Experiência com ratinhos mostra que fármaco contra o cancro pode regenerar lesões na espinal medula
Testadas 400 substâncias em busca de moléculas que promovam o crescimento de axónios das células nervosas
Um medicamento destinado a combater o cancro do pulmão poderá ajudar a regenerar a espinal medula danificada. Esta nova direcção no tratamento das lesões da espinal medula foi sugerida pelas experiências feitas em ratinhos por investigadores de Boston, liderados por Zhigang He, recentemente publicadas na revista Science.O medicamento erlotinibe (Tarceva) tem a aprovação da Food and Drug Administration, a entidade controladora dos fármacos dos EUA, para o tratamento de certos tipos de cancro do pulmão. Este medicamento está agora a ser testado em ratinhos com a espinal medula lesionada pela empresa Genentech, que fabrica o Tarceva.

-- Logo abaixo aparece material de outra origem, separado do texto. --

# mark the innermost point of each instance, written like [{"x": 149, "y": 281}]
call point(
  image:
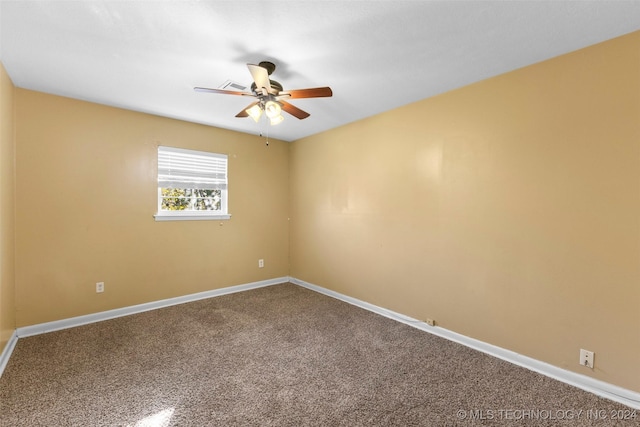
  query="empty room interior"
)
[{"x": 474, "y": 174}]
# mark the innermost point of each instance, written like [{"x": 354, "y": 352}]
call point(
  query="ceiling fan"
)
[{"x": 270, "y": 95}]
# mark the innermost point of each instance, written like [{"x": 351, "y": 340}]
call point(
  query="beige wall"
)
[
  {"x": 7, "y": 206},
  {"x": 86, "y": 195},
  {"x": 508, "y": 210}
]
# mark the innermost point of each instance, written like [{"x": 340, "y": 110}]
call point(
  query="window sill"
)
[{"x": 191, "y": 217}]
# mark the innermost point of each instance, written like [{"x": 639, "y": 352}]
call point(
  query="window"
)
[{"x": 192, "y": 185}]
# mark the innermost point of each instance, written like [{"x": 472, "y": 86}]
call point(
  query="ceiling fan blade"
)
[
  {"x": 260, "y": 76},
  {"x": 316, "y": 92},
  {"x": 244, "y": 113},
  {"x": 221, "y": 91},
  {"x": 294, "y": 111}
]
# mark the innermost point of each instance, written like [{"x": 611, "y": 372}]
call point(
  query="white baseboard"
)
[
  {"x": 600, "y": 388},
  {"x": 57, "y": 325},
  {"x": 6, "y": 353}
]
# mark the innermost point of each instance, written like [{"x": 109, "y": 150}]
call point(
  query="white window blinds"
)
[{"x": 180, "y": 168}]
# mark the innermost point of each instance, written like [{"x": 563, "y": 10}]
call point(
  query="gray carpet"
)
[{"x": 276, "y": 356}]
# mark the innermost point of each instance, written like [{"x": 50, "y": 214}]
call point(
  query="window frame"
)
[{"x": 193, "y": 215}]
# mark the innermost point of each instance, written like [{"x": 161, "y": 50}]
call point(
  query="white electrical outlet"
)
[{"x": 586, "y": 358}]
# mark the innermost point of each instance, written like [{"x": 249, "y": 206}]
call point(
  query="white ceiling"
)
[{"x": 376, "y": 55}]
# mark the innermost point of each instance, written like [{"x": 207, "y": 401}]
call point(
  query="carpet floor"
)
[{"x": 277, "y": 356}]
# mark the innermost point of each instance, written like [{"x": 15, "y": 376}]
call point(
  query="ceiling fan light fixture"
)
[
  {"x": 273, "y": 109},
  {"x": 277, "y": 119},
  {"x": 254, "y": 112}
]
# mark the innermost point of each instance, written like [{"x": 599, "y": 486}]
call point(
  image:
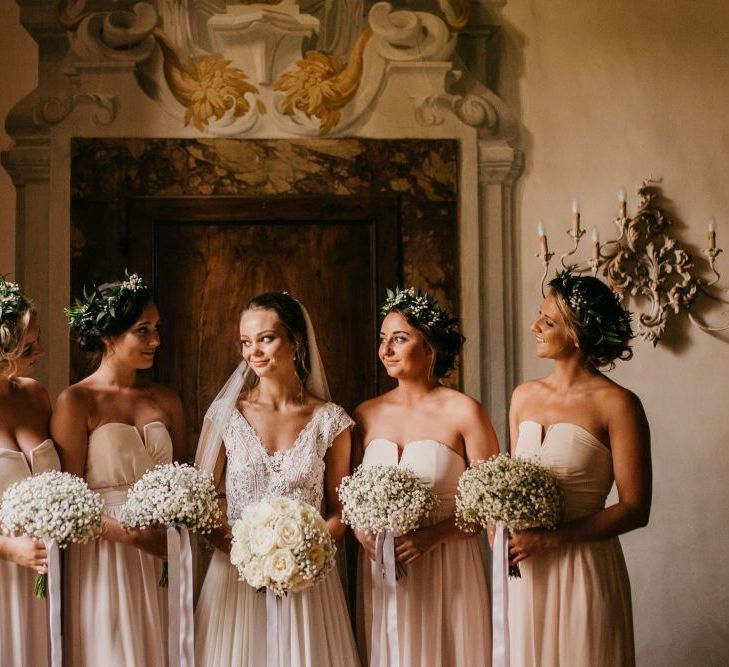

O trabalho identificou a proteína de membrana EGFR como um novo alvo terapêutico. Este estudo testou 400 substâncias, em busca das que promovessem o crescimento de novos axónios de neurónios do sistema nervoso central, que é constituído pelo cérebro e espinal medula. O axónio é a fibra condutora do neurónio, que estabelece contacto com outros neurónios, passando-lhes informação através de impulsos nervosos.
A maioria das substâncias, quando testadas em neurónios de ratinhos em cultura, não fez crescer novos axónios. No entanto, várias substâncias bloqueadoras de EGFR tiveram efeitos significativos. Estas foram depois testadas em animais vivos com lesões do nervo óptico, apresentando uma regeneração axonal nove vezes superior à de animais não tratados.
Desde há 15 anos que se conhecem os factores que impossibilitam a regeneração dos axónios: células adjacentes de tipo não neuronal segregam proteínas que inibem o seu crescimento. Nos últimos dois anos, foram desenvolvidas técnicas que bloqueiam a acção inibidora destas proteínas. No entanto, estas técnicas resultavam sempre em baixos índices de crescimento axonal.
Este estudo representa um recorde nos índices de crescimento axonal. Entre as substâncias bloqueadoras de EGFR testadas encontrava-se o Tarceva. "Mesmo que os testes revelem bons resultados, os bloqueadores de EGFR, por si só, poderão não ser suficientes para curar totalmente as lesões. Há estudos que sugerem que podem ser necessárias outras substâncias que promovam a regeneração axonal", acautela o neurobiólogo da Genentech Marc Tessier-Lavigne, um dos colaboradores deste estudo. "É como conduzir um carro - tirando o pé do travão ainda se avança, mas a partir de certo ponto há que dar-lhe gás para se avançar mais."